NVIDIA has published a research paper on
DLSS version 4, its AI rendering technology for real-time graphics performance. The system integrates advancements in frame generation, ray reconstruction, and latency reduction. The flagship Multi-Frame Generation feature generates three additional frames for every native frame. The DLSS 4 later on brings the best looking frames to the user quickly to make is seem like a real rendering. At the core of DLSS 4 is a shift from convolutional neural networks to transformer models. These new AI architectures excel at capturing spatial-temporal dependencies, improving ray-traced affect quality by 30-50% according to NVIDIA's benchmarks. The technology processes each AI-generated frame in just 1 ms on RTX 5090 GPUs—significantly faster than the 3.25 ms required by DLSS 3. For competitive gaming, the new Reflex Frame Warp feature reduces input latency by up to 75%, achieving 14 ms in THE FINALS and under 3 ms in VALORANT, according to NVIDIA's own benchmarks.
DLSS 4's implementation leverages Blackwell-specific architecture capabilities, including FP8 tensor cores and fused CUDA kernels. The optimized pipeline incorporates vertical layer fusion and memory optimizations that keep computational overhead manageable despite using transformer models, which are twice as large as previous CNN implementations. This efficiency enables real-time performance even with the substantially more complex AI processing. The unified AI pipeline reduces manual tuning requirements for ray-traced effects, allowing studios to implement advanced path tracing across diverse hardware configurations. The design also addresses gaming challenges like interpolating fast-moving UI elements and particle effects and reducing artifacts in high-motion scenes. NVIDIA's hardware flip metering and Blackwell-induced display engine integration ensure precise frame pacing of newly generated frames for smooth, high-refresh-rate gaming, with accurate imagery.
To ensure DLSS works as intended and that the neural networks produce quality results, NVIDIA has used a secret weapon:
a dedicated supercomputer that has been continuously improving DLSS for the past six years. The supercomputer's primary task involves analyzing failures in DLSS performance, such as ghosting, flickering, or blurriness across hundreds of games. When issues are identified, the system augments its training data sets with new examples of optimal graphics and challenging scenarios that DLSS needs to address. That way, DLSS learns what games look like and generates realistic frames like a game engine would, without any artifacts.
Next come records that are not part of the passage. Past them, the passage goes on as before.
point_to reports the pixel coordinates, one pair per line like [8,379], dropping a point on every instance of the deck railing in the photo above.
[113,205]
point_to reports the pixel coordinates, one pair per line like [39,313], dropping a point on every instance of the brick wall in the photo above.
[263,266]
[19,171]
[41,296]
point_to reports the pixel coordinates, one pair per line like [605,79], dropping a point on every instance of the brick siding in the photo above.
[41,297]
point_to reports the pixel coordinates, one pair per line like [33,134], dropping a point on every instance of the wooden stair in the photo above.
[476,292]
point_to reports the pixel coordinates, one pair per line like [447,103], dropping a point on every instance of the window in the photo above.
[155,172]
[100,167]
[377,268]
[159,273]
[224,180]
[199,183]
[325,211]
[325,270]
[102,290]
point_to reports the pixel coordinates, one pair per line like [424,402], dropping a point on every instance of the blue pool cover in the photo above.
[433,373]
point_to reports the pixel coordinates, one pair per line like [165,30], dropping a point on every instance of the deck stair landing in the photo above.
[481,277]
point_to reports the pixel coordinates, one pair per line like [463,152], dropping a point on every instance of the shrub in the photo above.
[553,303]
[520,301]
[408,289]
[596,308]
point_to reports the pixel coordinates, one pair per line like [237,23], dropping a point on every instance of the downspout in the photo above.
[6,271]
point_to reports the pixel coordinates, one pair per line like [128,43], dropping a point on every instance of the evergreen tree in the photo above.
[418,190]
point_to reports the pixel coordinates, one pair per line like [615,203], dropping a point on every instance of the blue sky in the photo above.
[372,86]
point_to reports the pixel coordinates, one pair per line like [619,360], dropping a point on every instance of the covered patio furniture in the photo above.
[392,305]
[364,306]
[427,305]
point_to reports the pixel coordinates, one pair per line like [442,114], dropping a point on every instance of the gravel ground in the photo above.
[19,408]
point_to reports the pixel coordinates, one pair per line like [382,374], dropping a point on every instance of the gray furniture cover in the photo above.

62 Comments on NVIDIA Details DLSS 4 Design: A Complete AI-Driven Rendering Technology
DLSS3 was 'better than native' and now they're showing how DLSS4-T is closer to reference images in select cases.
It's a funny message about the future.
Imho A.I pipeline render is the definition of polishing a turd, which doesn't change the fact that it's still a turd.
UE5, TAA, and RT introduced a host of problems—atrocious performance, blurry visuals, ghosting, and more. Nvidia then stepped in, conveniently selling the "solution" to the very issues they had a hand in creating in the first place, wielding either a carrot or a stick depending on how you view their approach.
Unfortunately all those companies only care about maximizing profits now. They're not pushing the limits anymore and are just relying on AI to do all the work (that they don't want to do because they're lazy). Look at the Industry as a whole, there have been huge are layoffs everywhere since 2021 and it's still going. Also the people staying are working for 2-3 jobs at once but barely make more money than before, it's like "modern slavery" and AI is only going to replace more and more people anyway.
Lovelace was a lot better than Ampere due to a much better process node and a lot more CUDA Cores (at least for the 4090), much higher Clock speeds and a lot more L2 Cache. But in terms of raw performance clock for clock and core for core, Blackwell/Lovelace/Ampere seem to be pretty much on par.
I was expecting the RTX 50s to have much better RT/PT performance but no, I guess they're just keeping that for the RTX 6090 and even more GPU Generated Frames... :mad: As much as I hate to say this, AMD should have gone with some AI upscaling from the beginning, because now only RNDA 4 can use FSR 4 :'(
This stuff is unreal, it's that real time ray traced graphics at super high resolutions and super high frame rates is every bit of the "holy grail" that Jensen Huang calls it and then some. It's insanely, extremely advanced technology that will still take years to achieve.